Song: Old Steel Train
Album: 12 Bars
Lyrics: Chris Holm
Music: The Fattenin’ Frogs
Chris says – I began writing Old Steel Train back in September 2011 while I was spending a long weekend up at my parents’ place in Northern Minnesota. I was attempting to write an up-tempo acoustic slide guitar song with held out hollered lines like Charlie Parr’s Ain’t No Grave Gonna Hold My Body Down. I recorded a rough demo and then put it aside for probably six months. When we started writing songs again for the new album, I went back through my old recordings and started re-working that idea. This time, I decided to take more of a Johnny Cash storytelling approach.
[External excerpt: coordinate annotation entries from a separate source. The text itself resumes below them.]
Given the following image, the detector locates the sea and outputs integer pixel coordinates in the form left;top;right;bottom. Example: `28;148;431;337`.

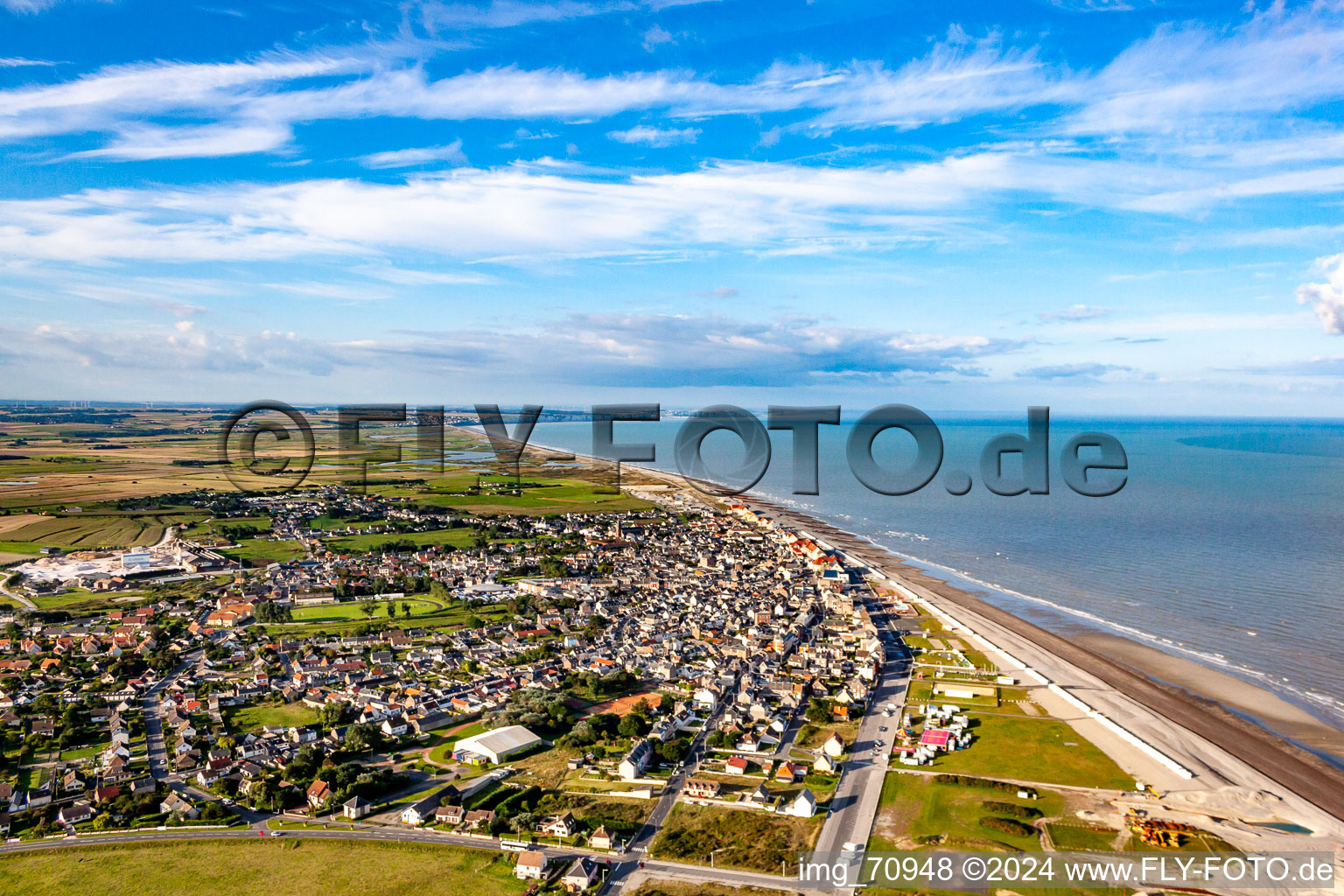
518;414;1344;746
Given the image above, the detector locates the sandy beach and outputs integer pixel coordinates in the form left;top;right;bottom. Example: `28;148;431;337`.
464;430;1344;819
738;497;1344;819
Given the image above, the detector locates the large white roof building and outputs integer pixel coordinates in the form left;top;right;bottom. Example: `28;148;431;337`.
453;725;546;763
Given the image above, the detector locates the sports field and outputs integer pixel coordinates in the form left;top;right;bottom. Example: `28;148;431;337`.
0;834;527;896
293;598;444;622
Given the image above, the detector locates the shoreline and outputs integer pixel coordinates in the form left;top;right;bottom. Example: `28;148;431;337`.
738;496;1344;819
461;427;1344;821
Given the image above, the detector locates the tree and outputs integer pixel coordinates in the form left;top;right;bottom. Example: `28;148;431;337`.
807;697;830;725
659;738;691;766
317;703;346;728
346;724;383;752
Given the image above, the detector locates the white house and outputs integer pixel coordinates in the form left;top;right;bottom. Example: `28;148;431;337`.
453;725;547;765
780;788;817;818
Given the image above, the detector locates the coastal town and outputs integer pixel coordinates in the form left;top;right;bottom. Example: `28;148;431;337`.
0;418;1334;893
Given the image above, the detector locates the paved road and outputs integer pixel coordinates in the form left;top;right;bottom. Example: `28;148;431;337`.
140;650;201;780
816;600;910;853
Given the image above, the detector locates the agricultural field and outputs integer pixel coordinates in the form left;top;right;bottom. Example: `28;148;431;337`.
293;598;444;622
928;715;1134;790
220;539;306;567
265;597;508;637
649;803;824;873
793;720;854;750
30;588;155;612
0;836;527;896
382;466;649;514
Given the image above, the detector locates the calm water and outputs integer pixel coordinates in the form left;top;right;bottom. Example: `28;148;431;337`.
532;415;1344;727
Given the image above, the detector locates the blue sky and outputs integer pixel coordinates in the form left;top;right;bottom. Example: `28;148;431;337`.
0;0;1344;416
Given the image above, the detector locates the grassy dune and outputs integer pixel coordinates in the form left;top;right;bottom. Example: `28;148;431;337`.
0;838;526;896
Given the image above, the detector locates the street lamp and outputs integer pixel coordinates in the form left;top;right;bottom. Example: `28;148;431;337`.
710;846;732;868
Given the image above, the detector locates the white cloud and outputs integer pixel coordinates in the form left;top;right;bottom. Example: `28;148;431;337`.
1297;253;1344;334
0;156;1059;263
421;0;714;33
606;125;700;148
1036;304;1110;324
359;140;466;168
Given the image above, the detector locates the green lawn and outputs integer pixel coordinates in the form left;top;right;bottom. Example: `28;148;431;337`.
928;716;1134;790
225;701;317;731
0;833;527;896
293;598;444;622
1047;822;1119;851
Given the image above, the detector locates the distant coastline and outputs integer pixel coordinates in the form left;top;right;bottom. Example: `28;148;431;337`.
461;427;1344;786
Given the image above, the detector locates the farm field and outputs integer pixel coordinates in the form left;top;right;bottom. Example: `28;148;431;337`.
0;513;200;554
220;539;305;565
928;716;1134;790
0;836;527;896
382;469;649;514
326;527;502;554
868;773;1063;851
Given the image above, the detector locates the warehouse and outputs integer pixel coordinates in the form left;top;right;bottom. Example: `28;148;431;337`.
453;725;547;765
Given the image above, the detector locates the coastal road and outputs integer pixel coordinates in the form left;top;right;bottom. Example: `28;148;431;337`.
816;600;910;853
0;826;833;896
140;650;200;780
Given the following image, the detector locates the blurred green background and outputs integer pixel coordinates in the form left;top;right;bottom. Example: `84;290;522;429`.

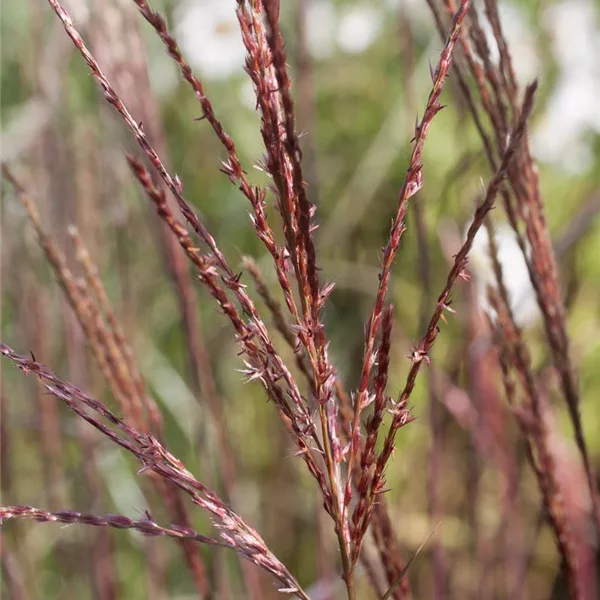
0;0;600;599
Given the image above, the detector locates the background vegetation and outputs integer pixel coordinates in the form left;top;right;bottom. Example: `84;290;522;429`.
0;0;600;600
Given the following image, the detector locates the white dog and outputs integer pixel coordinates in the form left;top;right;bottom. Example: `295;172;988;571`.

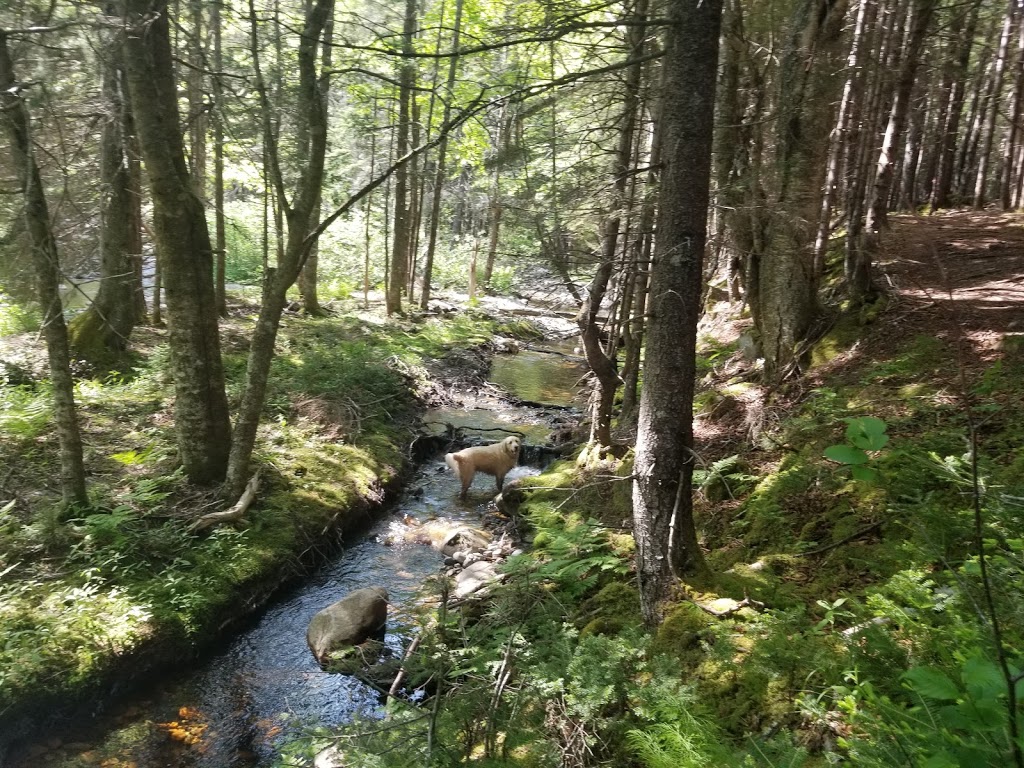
444;435;520;499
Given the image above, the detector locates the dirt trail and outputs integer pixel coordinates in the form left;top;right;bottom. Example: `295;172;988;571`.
876;211;1024;362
I took the initial spark for the lyrics from remembering visits to the Duluth Depot museum as a kid, seeing all the old trains there. The story arc was also influenced by the fact that all the railroad tracks in my hometown had been removed and trains no longer go through town. I then put myself in the perspective of a train looking at the world as if it were an older person forced into retirement. How would a train feel about being stuck in a museum while the railroad tracks are being torn up and trucks are taking over its job? Originally the story was about a Southern train between San Antonio and New Orleans, mainly just because as I was improvising lyrics while composing them, that’s the two cities that popped in my mind. With the more story based lyrics starting to take shape, I decided to take the music in a more country leaning direction. I slowed the tempo and added the cuts to the verses, but I put in the bridge / outro sections which were truer to the original idea of the song.
At this point I brought the song to the band. This song is one of the rare occasions I brought an almost completed song to the band – we did almost no restructuring of it. Berek originally played guitar on it but after we played it live one time that way we decided to try having him play some honky tonk piano on it and that stuck. The Lily Pads added in “woo woo” backing vocals to mimic a train whistle. Around this point, I decided I really wanted this song to be more relevant to my surroundings and the influences that caused me to write it. Through a couple iterations of rewrites and a dropped verse, I changed the story to be about an ore hauling train on the Minnesota Iron Range. When we recorded the song in the studio, I had Paul and Berek add back in some of Berek’s original guitar ideas, along with Paul throwing down some country style lead guitar picking. I feel like the end result captures the spirit of what I was attempting to do very well.